Our study demonstrates that no level of PSA was associated with a 100% positive predictive value. No doubt, some negative biopsies occurring in patients with high PSA levels represent sampling errors. In fact, in this study, 16% of the cases of negative biopsies occurring in patients with PSA exceeding 10 ng/ml were found to be positive on rebiopsy. In the current sampling, there was an instance of a negative biopsy with a PSA level of 1877 ng/ml.
These results indicate that although serum PSA is an excellent screening test, PSA values have limited value in predicting the outcome of a single needle biopsy. Negative needle biopsies commonly occur when PSA levels exceed 20 ng/ml and positive needle biopsies commonly occur with PSA levels under 4 ng/ml (neither situation indicates than an error has been committed by pathologist or urologist). When the clinical findings and PSA levels predict cancer, and the subsequent prostate biopsy is negative, clinical surveillance and rebiopsy, preferably under ultrasound guidance, are suggested.

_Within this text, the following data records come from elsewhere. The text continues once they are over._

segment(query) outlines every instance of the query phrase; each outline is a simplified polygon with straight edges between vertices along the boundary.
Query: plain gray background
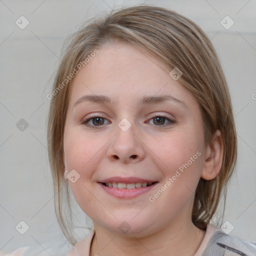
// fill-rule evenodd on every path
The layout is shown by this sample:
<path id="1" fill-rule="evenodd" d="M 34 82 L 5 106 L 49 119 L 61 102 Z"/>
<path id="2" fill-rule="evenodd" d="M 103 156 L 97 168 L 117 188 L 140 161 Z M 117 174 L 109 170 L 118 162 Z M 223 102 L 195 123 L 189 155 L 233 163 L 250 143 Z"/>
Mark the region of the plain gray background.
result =
<path id="1" fill-rule="evenodd" d="M 144 2 L 190 18 L 216 50 L 230 88 L 238 144 L 224 222 L 234 227 L 230 235 L 256 241 L 256 0 L 0 0 L 0 254 L 32 245 L 40 255 L 60 255 L 53 248 L 70 246 L 55 216 L 46 148 L 52 74 L 64 39 L 80 22 Z M 22 16 L 29 22 L 23 30 L 16 24 Z M 220 23 L 226 16 L 234 22 L 229 29 Z M 24 130 L 17 127 L 22 118 L 28 124 Z M 22 220 L 29 226 L 24 234 L 16 228 Z"/>

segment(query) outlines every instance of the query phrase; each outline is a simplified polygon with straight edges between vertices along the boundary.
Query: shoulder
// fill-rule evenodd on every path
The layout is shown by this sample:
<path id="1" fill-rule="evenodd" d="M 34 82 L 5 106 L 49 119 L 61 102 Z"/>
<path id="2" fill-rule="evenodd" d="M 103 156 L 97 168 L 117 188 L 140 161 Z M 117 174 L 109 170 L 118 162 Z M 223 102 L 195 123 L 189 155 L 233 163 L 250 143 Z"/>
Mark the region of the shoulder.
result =
<path id="1" fill-rule="evenodd" d="M 202 256 L 212 255 L 255 256 L 256 244 L 240 239 L 238 236 L 227 234 L 220 230 L 216 230 L 208 242 Z"/>
<path id="2" fill-rule="evenodd" d="M 95 230 L 94 228 L 87 235 L 86 238 L 76 244 L 68 252 L 66 256 L 88 256 L 90 244 L 94 234 Z"/>

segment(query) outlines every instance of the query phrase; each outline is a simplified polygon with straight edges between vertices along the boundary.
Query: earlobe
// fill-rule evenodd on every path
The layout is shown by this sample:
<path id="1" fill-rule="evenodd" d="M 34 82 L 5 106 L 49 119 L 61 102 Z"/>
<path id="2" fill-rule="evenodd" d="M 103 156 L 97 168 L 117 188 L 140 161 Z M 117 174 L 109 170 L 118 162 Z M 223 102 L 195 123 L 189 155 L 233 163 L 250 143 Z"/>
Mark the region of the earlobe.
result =
<path id="1" fill-rule="evenodd" d="M 63 170 L 63 172 L 64 173 L 64 178 L 65 178 L 66 180 L 68 180 L 68 177 L 67 177 L 68 170 L 66 170 L 66 164 L 64 167 L 64 170 Z"/>
<path id="2" fill-rule="evenodd" d="M 68 170 L 66 170 L 64 172 L 64 177 L 66 180 L 68 180 L 67 175 L 68 175 Z"/>
<path id="3" fill-rule="evenodd" d="M 207 146 L 201 178 L 208 180 L 214 179 L 222 168 L 223 161 L 223 139 L 220 130 L 213 136 L 212 141 Z"/>

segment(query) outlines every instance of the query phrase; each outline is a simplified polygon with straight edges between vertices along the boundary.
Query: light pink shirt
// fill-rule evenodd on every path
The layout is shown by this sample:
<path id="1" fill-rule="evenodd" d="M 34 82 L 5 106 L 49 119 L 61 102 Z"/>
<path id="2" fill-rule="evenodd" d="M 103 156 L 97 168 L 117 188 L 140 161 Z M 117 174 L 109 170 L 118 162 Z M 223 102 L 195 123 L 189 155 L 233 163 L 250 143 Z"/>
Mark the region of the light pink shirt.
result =
<path id="1" fill-rule="evenodd" d="M 209 224 L 207 226 L 206 234 L 202 242 L 194 256 L 202 256 L 208 242 L 216 230 L 216 228 L 212 224 Z M 66 256 L 90 256 L 90 246 L 94 234 L 95 230 L 94 228 L 85 238 L 78 242 L 68 252 Z"/>

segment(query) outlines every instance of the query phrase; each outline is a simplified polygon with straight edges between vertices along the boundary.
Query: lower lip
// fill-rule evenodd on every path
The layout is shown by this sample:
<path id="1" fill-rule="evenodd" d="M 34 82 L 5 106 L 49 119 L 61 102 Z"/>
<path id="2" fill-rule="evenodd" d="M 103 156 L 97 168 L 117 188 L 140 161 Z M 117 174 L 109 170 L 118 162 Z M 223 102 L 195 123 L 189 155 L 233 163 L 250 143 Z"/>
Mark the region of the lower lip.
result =
<path id="1" fill-rule="evenodd" d="M 111 196 L 118 198 L 130 198 L 146 193 L 154 188 L 158 183 L 155 183 L 149 186 L 142 186 L 137 188 L 117 188 L 105 186 L 102 183 L 99 184 L 106 192 Z"/>

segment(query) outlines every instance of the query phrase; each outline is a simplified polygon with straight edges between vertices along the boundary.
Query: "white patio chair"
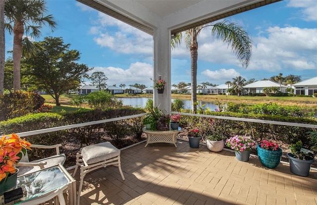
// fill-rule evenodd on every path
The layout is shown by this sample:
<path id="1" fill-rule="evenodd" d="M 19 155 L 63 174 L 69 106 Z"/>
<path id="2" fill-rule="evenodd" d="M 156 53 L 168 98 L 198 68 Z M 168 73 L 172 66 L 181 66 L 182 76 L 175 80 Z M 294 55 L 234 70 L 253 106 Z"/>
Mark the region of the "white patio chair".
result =
<path id="1" fill-rule="evenodd" d="M 60 147 L 61 147 L 61 144 L 51 146 L 32 145 L 31 148 L 55 149 L 56 154 L 43 159 L 29 161 L 27 152 L 17 165 L 17 168 L 19 169 L 18 176 L 33 173 L 46 168 L 57 165 L 58 164 L 64 164 L 66 160 L 66 156 L 64 154 L 59 153 Z"/>
<path id="2" fill-rule="evenodd" d="M 54 205 L 66 205 L 65 199 L 64 199 L 64 196 L 63 195 L 63 191 L 67 187 L 67 186 L 68 184 L 65 184 L 38 197 L 35 197 L 34 199 L 20 203 L 19 205 L 36 205 L 52 200 L 54 202 Z M 50 204 L 51 204 L 51 203 L 50 203 Z"/>
<path id="3" fill-rule="evenodd" d="M 77 195 L 77 205 L 79 205 L 84 178 L 88 173 L 100 168 L 114 165 L 119 168 L 122 180 L 124 180 L 124 176 L 121 169 L 120 154 L 120 150 L 109 142 L 85 147 L 81 149 L 80 153 L 77 154 L 76 166 L 73 177 L 75 176 L 77 169 L 80 167 L 80 182 Z M 82 162 L 84 162 L 83 164 Z"/>

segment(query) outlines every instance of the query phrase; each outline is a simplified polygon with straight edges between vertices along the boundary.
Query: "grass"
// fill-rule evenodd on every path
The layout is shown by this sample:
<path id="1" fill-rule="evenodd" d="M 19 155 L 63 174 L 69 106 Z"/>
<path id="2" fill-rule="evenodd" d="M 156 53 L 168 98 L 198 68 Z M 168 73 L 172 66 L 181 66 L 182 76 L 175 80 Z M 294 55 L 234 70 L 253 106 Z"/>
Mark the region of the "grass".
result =
<path id="1" fill-rule="evenodd" d="M 191 100 L 190 95 L 172 94 L 172 98 Z M 197 100 L 214 102 L 218 100 L 220 102 L 234 102 L 246 104 L 276 102 L 284 105 L 298 105 L 304 107 L 317 107 L 317 98 L 293 97 L 268 97 L 226 96 L 217 95 L 197 95 Z"/>
<path id="2" fill-rule="evenodd" d="M 78 109 L 78 108 L 71 107 L 69 103 L 69 100 L 71 97 L 74 95 L 62 95 L 59 97 L 59 102 L 63 106 L 62 108 L 54 108 L 56 111 L 60 111 L 62 109 L 66 111 L 72 110 L 72 109 Z M 55 100 L 49 95 L 43 95 L 42 96 L 45 99 L 46 103 L 51 103 L 54 106 Z M 190 101 L 191 96 L 190 95 L 184 94 L 172 94 L 172 98 L 181 100 L 187 100 Z M 116 94 L 114 98 L 152 98 L 152 94 Z M 197 95 L 197 100 L 209 102 L 215 102 L 219 101 L 221 102 L 234 102 L 238 103 L 245 103 L 246 104 L 258 104 L 260 103 L 268 103 L 270 102 L 276 102 L 279 105 L 297 105 L 304 108 L 317 108 L 317 98 L 312 97 L 267 97 L 267 96 L 243 96 L 238 97 L 237 96 L 226 96 L 217 95 Z M 67 106 L 68 105 L 68 106 Z M 69 107 L 72 107 L 72 108 Z"/>

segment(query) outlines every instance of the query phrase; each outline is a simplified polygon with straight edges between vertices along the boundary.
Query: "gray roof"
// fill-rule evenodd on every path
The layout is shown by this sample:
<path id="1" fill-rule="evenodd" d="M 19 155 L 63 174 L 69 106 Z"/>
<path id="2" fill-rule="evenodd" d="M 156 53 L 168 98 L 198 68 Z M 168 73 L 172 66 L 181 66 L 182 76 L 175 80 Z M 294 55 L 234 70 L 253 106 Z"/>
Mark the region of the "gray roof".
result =
<path id="1" fill-rule="evenodd" d="M 143 89 L 144 91 L 147 91 L 147 90 L 153 90 L 153 87 L 152 86 L 149 86 L 148 87 L 145 88 Z"/>
<path id="2" fill-rule="evenodd" d="M 122 90 L 121 88 L 118 88 L 117 87 L 113 86 L 108 86 L 108 87 L 107 88 L 108 90 L 119 90 L 120 91 Z"/>
<path id="3" fill-rule="evenodd" d="M 254 83 L 250 83 L 243 86 L 244 88 L 267 88 L 269 87 L 278 87 L 279 88 L 279 84 L 270 80 L 259 80 Z M 282 88 L 287 88 L 287 86 L 282 85 Z"/>
<path id="4" fill-rule="evenodd" d="M 219 85 L 217 86 L 216 86 L 216 88 L 219 89 L 228 89 L 228 85 L 227 84 L 221 84 L 221 85 Z M 232 88 L 231 86 L 229 85 L 229 88 Z"/>
<path id="5" fill-rule="evenodd" d="M 99 89 L 96 88 L 95 86 L 85 85 L 82 87 L 81 89 L 90 89 L 90 90 L 99 90 Z"/>
<path id="6" fill-rule="evenodd" d="M 130 89 L 130 90 L 133 90 L 135 91 L 138 91 L 138 90 L 141 91 L 141 89 L 140 88 L 136 88 L 135 87 L 133 87 L 133 86 L 129 86 L 126 88 L 126 89 Z"/>
<path id="7" fill-rule="evenodd" d="M 317 86 L 317 76 L 295 83 L 293 85 L 294 86 Z"/>

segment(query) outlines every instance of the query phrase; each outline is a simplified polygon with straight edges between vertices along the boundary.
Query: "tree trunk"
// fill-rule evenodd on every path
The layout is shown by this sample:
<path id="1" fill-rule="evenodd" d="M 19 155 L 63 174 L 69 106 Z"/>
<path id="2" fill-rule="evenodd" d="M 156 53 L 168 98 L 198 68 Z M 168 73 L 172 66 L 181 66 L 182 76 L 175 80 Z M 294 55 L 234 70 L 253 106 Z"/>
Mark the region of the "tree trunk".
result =
<path id="1" fill-rule="evenodd" d="M 192 111 L 196 113 L 197 110 L 197 58 L 198 44 L 193 44 L 190 47 L 191 86 L 192 87 Z"/>
<path id="2" fill-rule="evenodd" d="M 20 76 L 21 56 L 22 55 L 22 39 L 24 33 L 23 24 L 16 22 L 13 27 L 13 90 L 21 90 L 21 77 Z"/>
<path id="3" fill-rule="evenodd" d="M 59 103 L 59 95 L 56 93 L 55 94 L 55 102 L 56 103 L 56 106 L 60 106 L 60 103 Z"/>
<path id="4" fill-rule="evenodd" d="M 0 0 L 0 95 L 3 94 L 5 37 L 4 35 L 4 0 Z"/>

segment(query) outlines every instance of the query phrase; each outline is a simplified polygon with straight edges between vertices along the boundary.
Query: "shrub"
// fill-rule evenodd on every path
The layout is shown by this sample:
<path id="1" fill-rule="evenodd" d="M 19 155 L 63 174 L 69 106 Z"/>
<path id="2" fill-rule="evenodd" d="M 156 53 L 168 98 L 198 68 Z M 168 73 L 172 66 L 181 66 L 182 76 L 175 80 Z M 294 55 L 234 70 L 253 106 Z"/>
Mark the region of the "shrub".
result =
<path id="1" fill-rule="evenodd" d="M 172 102 L 172 111 L 179 112 L 184 108 L 184 102 L 179 99 L 175 99 Z"/>
<path id="2" fill-rule="evenodd" d="M 38 94 L 17 91 L 0 96 L 0 120 L 25 115 L 39 108 L 44 103 Z"/>
<path id="3" fill-rule="evenodd" d="M 49 112 L 52 110 L 52 106 L 49 104 L 43 104 L 41 107 L 38 108 L 36 111 L 37 112 Z"/>
<path id="4" fill-rule="evenodd" d="M 112 96 L 111 93 L 100 91 L 90 93 L 86 98 L 90 108 L 103 110 L 111 107 Z"/>
<path id="5" fill-rule="evenodd" d="M 145 109 L 151 111 L 153 110 L 153 99 L 149 98 L 145 104 Z"/>
<path id="6" fill-rule="evenodd" d="M 86 102 L 86 98 L 81 95 L 74 96 L 70 99 L 70 104 L 77 107 L 81 107 L 82 104 Z"/>

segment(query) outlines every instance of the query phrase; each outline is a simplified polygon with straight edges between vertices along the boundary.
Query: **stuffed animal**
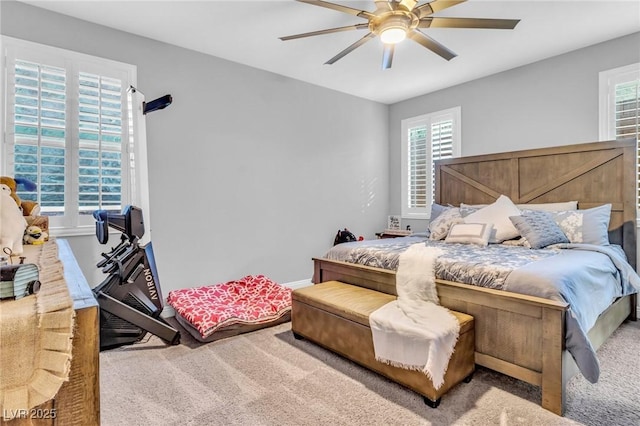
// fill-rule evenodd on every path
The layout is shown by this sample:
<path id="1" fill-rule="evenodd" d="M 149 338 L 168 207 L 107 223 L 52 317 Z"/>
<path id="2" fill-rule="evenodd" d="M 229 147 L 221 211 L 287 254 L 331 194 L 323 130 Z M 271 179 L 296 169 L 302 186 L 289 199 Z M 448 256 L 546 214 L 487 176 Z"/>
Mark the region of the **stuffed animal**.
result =
<path id="1" fill-rule="evenodd" d="M 0 249 L 4 253 L 22 254 L 22 237 L 27 221 L 11 197 L 11 188 L 0 184 Z"/>
<path id="2" fill-rule="evenodd" d="M 23 241 L 25 244 L 38 245 L 44 244 L 48 237 L 47 231 L 43 231 L 39 226 L 31 225 L 27 226 L 24 231 Z"/>
<path id="3" fill-rule="evenodd" d="M 21 200 L 18 196 L 18 185 L 24 186 L 27 191 L 35 191 L 37 186 L 29 179 L 11 178 L 9 176 L 0 176 L 0 184 L 7 185 L 11 190 L 11 198 L 14 199 L 18 207 L 22 209 L 23 216 L 37 216 L 40 214 L 40 205 L 35 201 Z"/>

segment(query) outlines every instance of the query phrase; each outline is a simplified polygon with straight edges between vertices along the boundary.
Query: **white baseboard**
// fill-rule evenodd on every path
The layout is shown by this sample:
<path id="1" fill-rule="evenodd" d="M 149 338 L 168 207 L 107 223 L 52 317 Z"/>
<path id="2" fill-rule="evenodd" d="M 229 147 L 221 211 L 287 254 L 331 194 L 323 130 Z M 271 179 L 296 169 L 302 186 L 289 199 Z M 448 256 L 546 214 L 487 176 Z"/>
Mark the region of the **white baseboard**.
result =
<path id="1" fill-rule="evenodd" d="M 308 287 L 311 285 L 311 278 L 308 278 L 306 280 L 299 280 L 299 281 L 291 281 L 289 283 L 284 283 L 282 284 L 285 287 L 289 287 L 292 289 L 297 289 L 297 288 L 302 288 L 302 287 Z M 173 307 L 169 304 L 165 304 L 164 307 L 162 308 L 162 313 L 160 314 L 160 316 L 162 318 L 171 318 L 171 317 L 175 317 L 176 316 L 176 310 L 173 309 Z"/>

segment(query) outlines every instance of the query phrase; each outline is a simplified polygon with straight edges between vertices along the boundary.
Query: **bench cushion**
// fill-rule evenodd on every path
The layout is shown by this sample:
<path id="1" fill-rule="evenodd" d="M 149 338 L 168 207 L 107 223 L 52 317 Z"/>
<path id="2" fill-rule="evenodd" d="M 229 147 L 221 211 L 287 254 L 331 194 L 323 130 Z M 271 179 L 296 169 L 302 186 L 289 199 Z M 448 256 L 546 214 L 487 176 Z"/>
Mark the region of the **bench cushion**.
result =
<path id="1" fill-rule="evenodd" d="M 396 300 L 396 296 L 339 281 L 327 281 L 293 291 L 292 299 L 369 327 L 369 315 Z M 473 327 L 471 315 L 449 312 L 458 319 L 461 334 Z"/>

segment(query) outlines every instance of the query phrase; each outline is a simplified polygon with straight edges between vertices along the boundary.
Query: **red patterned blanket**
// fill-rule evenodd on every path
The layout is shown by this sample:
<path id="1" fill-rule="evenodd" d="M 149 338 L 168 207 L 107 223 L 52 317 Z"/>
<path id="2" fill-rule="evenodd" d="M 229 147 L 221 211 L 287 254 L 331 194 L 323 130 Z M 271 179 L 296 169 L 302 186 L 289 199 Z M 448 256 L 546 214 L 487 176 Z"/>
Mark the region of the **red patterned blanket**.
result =
<path id="1" fill-rule="evenodd" d="M 291 311 L 291 289 L 263 275 L 169 292 L 167 302 L 202 336 L 235 324 L 268 324 Z"/>

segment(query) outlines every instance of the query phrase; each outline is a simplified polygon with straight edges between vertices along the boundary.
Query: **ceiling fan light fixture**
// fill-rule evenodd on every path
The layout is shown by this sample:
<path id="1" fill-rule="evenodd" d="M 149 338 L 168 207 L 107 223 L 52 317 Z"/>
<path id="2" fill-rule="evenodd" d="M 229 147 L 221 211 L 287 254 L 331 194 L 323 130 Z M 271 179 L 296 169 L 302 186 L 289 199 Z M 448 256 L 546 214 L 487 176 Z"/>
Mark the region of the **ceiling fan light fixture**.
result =
<path id="1" fill-rule="evenodd" d="M 380 24 L 378 33 L 384 44 L 396 44 L 407 38 L 410 20 L 406 16 L 390 16 Z"/>
<path id="2" fill-rule="evenodd" d="M 396 44 L 407 38 L 407 31 L 403 28 L 388 28 L 380 33 L 380 40 L 384 44 Z"/>

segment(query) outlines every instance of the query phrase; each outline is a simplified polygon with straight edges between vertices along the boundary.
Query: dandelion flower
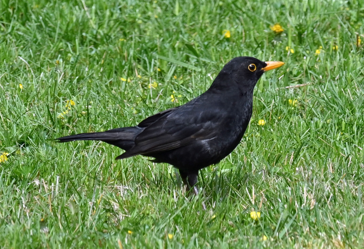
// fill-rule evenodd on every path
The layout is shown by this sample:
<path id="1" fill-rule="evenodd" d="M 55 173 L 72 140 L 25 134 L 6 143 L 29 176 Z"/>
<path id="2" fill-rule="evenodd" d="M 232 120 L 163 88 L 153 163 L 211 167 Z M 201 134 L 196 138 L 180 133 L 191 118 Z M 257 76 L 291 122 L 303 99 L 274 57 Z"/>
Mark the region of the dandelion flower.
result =
<path id="1" fill-rule="evenodd" d="M 0 163 L 5 162 L 5 161 L 8 160 L 8 156 L 9 154 L 7 152 L 3 152 L 3 153 L 0 155 Z"/>
<path id="2" fill-rule="evenodd" d="M 260 240 L 261 241 L 265 241 L 266 240 L 267 240 L 267 236 L 265 236 L 265 235 L 263 235 L 263 237 L 261 238 L 261 239 L 259 240 Z"/>
<path id="3" fill-rule="evenodd" d="M 271 26 L 270 28 L 271 29 L 276 33 L 282 32 L 284 30 L 279 23 L 276 23 L 274 25 Z"/>
<path id="4" fill-rule="evenodd" d="M 289 52 L 291 52 L 291 53 L 294 53 L 294 50 L 293 50 L 293 48 L 291 48 L 291 47 L 289 46 L 287 46 L 286 47 L 286 51 L 288 51 L 289 50 Z"/>
<path id="5" fill-rule="evenodd" d="M 298 103 L 298 101 L 297 100 L 292 100 L 291 99 L 288 100 L 288 104 L 289 104 L 290 105 L 292 105 L 292 106 L 295 107 L 297 105 L 297 103 Z"/>
<path id="6" fill-rule="evenodd" d="M 315 52 L 315 55 L 320 55 L 320 53 L 321 53 L 321 50 L 322 49 L 322 46 L 320 46 L 320 47 L 318 48 L 318 49 L 316 49 L 316 51 Z"/>
<path id="7" fill-rule="evenodd" d="M 149 84 L 149 85 L 148 86 L 149 88 L 153 88 L 154 89 L 155 89 L 155 88 L 158 86 L 158 84 L 155 81 L 153 81 L 153 83 Z"/>
<path id="8" fill-rule="evenodd" d="M 224 29 L 222 31 L 222 34 L 224 35 L 224 37 L 225 38 L 230 38 L 231 34 L 230 31 L 228 29 Z"/>
<path id="9" fill-rule="evenodd" d="M 260 218 L 260 212 L 253 211 L 250 212 L 250 217 L 254 220 L 257 221 Z"/>

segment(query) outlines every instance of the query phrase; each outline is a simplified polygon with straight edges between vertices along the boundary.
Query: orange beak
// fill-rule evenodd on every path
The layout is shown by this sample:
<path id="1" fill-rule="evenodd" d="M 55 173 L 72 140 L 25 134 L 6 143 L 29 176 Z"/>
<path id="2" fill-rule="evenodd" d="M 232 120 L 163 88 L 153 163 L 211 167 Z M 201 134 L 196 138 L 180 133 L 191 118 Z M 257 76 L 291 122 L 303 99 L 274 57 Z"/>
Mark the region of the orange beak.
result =
<path id="1" fill-rule="evenodd" d="M 279 68 L 284 64 L 284 63 L 282 61 L 266 61 L 265 63 L 267 64 L 267 66 L 262 68 L 264 72 Z"/>

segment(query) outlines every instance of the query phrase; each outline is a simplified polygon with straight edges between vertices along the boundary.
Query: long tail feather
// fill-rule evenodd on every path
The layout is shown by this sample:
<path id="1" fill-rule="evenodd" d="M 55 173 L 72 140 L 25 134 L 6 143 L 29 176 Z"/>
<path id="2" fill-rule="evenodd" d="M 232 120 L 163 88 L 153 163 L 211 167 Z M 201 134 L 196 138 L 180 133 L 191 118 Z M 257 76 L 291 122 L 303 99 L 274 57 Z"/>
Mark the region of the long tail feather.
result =
<path id="1" fill-rule="evenodd" d="M 59 142 L 76 140 L 94 140 L 102 141 L 127 150 L 134 145 L 136 135 L 144 129 L 138 126 L 123 127 L 109 130 L 103 132 L 82 133 L 56 138 Z"/>

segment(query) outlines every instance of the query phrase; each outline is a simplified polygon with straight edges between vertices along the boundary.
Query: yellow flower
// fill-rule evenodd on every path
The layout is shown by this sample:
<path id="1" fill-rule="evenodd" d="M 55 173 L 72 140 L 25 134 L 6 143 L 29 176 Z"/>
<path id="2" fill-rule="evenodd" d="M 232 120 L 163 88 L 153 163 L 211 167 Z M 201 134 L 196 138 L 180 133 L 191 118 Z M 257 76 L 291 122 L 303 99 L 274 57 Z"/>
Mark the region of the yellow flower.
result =
<path id="1" fill-rule="evenodd" d="M 253 220 L 257 221 L 260 218 L 260 212 L 256 212 L 255 211 L 250 212 L 250 217 Z"/>
<path id="2" fill-rule="evenodd" d="M 155 88 L 158 86 L 158 84 L 155 81 L 153 81 L 152 84 L 149 84 L 149 85 L 148 86 L 150 88 L 153 88 L 153 89 L 155 89 Z"/>
<path id="3" fill-rule="evenodd" d="M 297 105 L 297 103 L 298 103 L 298 101 L 297 100 L 288 100 L 288 103 L 290 105 L 292 105 L 292 106 L 295 107 Z"/>
<path id="4" fill-rule="evenodd" d="M 225 38 L 230 38 L 231 34 L 230 31 L 228 29 L 224 29 L 222 31 L 222 34 L 224 35 L 224 37 Z"/>
<path id="5" fill-rule="evenodd" d="M 263 237 L 261 238 L 261 239 L 259 240 L 261 241 L 265 241 L 266 240 L 267 240 L 267 236 L 265 236 L 265 235 L 263 235 Z"/>
<path id="6" fill-rule="evenodd" d="M 0 155 L 0 162 L 4 162 L 5 161 L 7 161 L 8 156 L 9 154 L 7 152 L 3 152 L 3 154 Z"/>
<path id="7" fill-rule="evenodd" d="M 280 33 L 283 32 L 284 29 L 278 23 L 276 23 L 273 26 L 271 26 L 270 29 L 276 33 Z"/>
<path id="8" fill-rule="evenodd" d="M 294 53 L 294 51 L 293 50 L 293 48 L 291 48 L 291 47 L 289 46 L 287 46 L 286 47 L 286 51 L 288 51 L 289 50 L 289 52 L 291 52 L 291 53 Z"/>
<path id="9" fill-rule="evenodd" d="M 67 104 L 66 105 L 66 107 L 68 107 L 69 105 L 74 105 L 75 101 L 72 100 L 67 100 L 66 102 Z"/>
<path id="10" fill-rule="evenodd" d="M 66 107 L 68 107 L 68 110 L 71 110 L 71 105 L 75 105 L 75 101 L 72 100 L 67 100 L 66 102 Z M 68 113 L 68 111 L 67 111 L 67 113 Z"/>
<path id="11" fill-rule="evenodd" d="M 315 55 L 320 55 L 320 53 L 321 52 L 321 50 L 322 49 L 322 46 L 320 46 L 318 48 L 318 49 L 316 49 L 316 51 L 315 52 Z"/>

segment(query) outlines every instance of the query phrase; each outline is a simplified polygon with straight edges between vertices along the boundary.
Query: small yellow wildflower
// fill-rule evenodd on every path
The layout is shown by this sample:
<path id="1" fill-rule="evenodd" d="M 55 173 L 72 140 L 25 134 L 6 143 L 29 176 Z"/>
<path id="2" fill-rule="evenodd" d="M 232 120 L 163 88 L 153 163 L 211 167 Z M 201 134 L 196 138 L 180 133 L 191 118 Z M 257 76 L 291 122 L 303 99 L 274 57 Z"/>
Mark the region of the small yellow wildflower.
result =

TABLE 1. POSITIVE PREDICTIVE VALUES FOR INCREASING PSA LEVELS.
PSA LEVEL (NG/ML) POSITIVE PREDICTIVE VALUE
*This predictive value represents the overall positive rate, regardless of measured PSA level.
Fig 1. Serum prostate specific antigen (PSA) value in ng/ml vs. number of patients biopsied for 215 consecutive patients. Negative biopsies (clear bars); positive biopsies (solid bars). PSA level and positive biopsy were highly correlated (p<0.001).